1. 事例(3)現場における良否の判定基準

 フラックスは100℃を超えると熱で軟化し、リードやランドの熱に反応しその周りに広がり綺麗な曲線を描く。熱反応が悪いフラックス(耐熱性が高いフラックス)や熱風で劣化したフラックスは荒れて外側へ広がる傾向が見られる(図1、図2、図3)。


図1
図1 写真左上=プリヒート時の熱風で飛散して荒れている、写真右上=ファン回転数を低速にして下部ヒータを上げ改善している、写真左下=リード間のはんだが繋がっている。また、リード先端のフラックスの広がりに差が見られる、写真右下=リード間のはんだの切れとフラックスの広がりが改善されている(クリックで拡大)
図2
図2 フラックス残渣の広がり 写真上=通常のぬれ上がり、写真下=リードの踵部分がぬれ上がりで太く接合強度が改善されている(クリックで拡大)
図3
図3 1段目写真左=リード間でフラックスが繋がっている、1段目写真右=フラックスはリード間で切れているので、ブリッジになることはない、2段目写真左=フラックスが荒れて外に広がっている、2段目写真右=フラックスに荒れは見られない、3段目写真左=フィレット光沢がないのは過熱で冷却が遅れた証拠である、3段目写真右=フィレット光沢が改善されている。共に左側リードのフラックスが荒れている、4段目写真左右とも=左側リードのフラックスが荒れている(クリックで拡大)

 フラックスが正しく熱反応をすると、熱源のリードやランドに絡むように広がり、フィレット表面を覆い、はんだの表面張力を抑えてその流動性を保持しセルフアライメント効果やぬれ広がり、上がりを確保すると同時にはんだの熱対流によるガスの放出でボイドを削減する効果が得られる。

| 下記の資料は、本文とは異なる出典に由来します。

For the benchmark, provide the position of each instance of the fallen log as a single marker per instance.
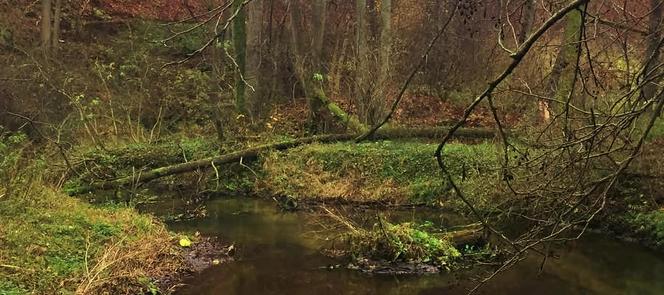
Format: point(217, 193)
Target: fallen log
point(251, 153)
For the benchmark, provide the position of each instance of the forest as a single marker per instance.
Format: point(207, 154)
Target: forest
point(331, 147)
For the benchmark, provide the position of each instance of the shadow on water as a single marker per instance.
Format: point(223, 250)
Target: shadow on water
point(278, 253)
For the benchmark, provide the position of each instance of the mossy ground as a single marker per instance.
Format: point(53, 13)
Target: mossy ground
point(53, 244)
point(406, 242)
point(387, 171)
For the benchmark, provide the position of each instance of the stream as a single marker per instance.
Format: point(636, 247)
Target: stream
point(279, 253)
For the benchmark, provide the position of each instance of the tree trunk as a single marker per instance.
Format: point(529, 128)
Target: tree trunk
point(254, 57)
point(251, 153)
point(527, 20)
point(562, 76)
point(378, 101)
point(362, 87)
point(57, 17)
point(319, 20)
point(240, 49)
point(308, 66)
point(46, 25)
point(653, 51)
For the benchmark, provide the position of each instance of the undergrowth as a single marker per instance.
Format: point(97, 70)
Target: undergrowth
point(53, 244)
point(405, 242)
point(387, 171)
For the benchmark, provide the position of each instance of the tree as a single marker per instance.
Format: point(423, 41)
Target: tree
point(652, 53)
point(563, 75)
point(240, 50)
point(254, 57)
point(50, 24)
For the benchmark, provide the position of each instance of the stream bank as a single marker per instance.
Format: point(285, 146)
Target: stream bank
point(279, 253)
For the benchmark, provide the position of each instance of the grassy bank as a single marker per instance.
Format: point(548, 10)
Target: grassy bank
point(53, 244)
point(388, 171)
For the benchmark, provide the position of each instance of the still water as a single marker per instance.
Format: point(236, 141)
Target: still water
point(279, 253)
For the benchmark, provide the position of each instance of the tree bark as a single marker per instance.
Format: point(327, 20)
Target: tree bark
point(378, 101)
point(254, 56)
point(527, 20)
point(653, 52)
point(240, 50)
point(362, 85)
point(46, 25)
point(252, 153)
point(57, 18)
point(562, 76)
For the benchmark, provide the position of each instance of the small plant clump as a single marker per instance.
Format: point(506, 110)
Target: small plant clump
point(404, 242)
point(649, 227)
point(387, 171)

 はんだ付けはフラックスの効力を最大限引き出すことでぬれ性を含む接合部の品質を確保する。現場では最初にこのフラックス残渣の形状で温度プロファイルの適否を判定することが重要である。基板や部品のめっきや材質・設計が絶えず変わる量産現場では画一的な数値管理による規格に基づくものでは不十分である(※この点については、(株)情報機構発行の『量産現場のための鉛フリー実装トラブル対策ハンドブック』も参照されたい)。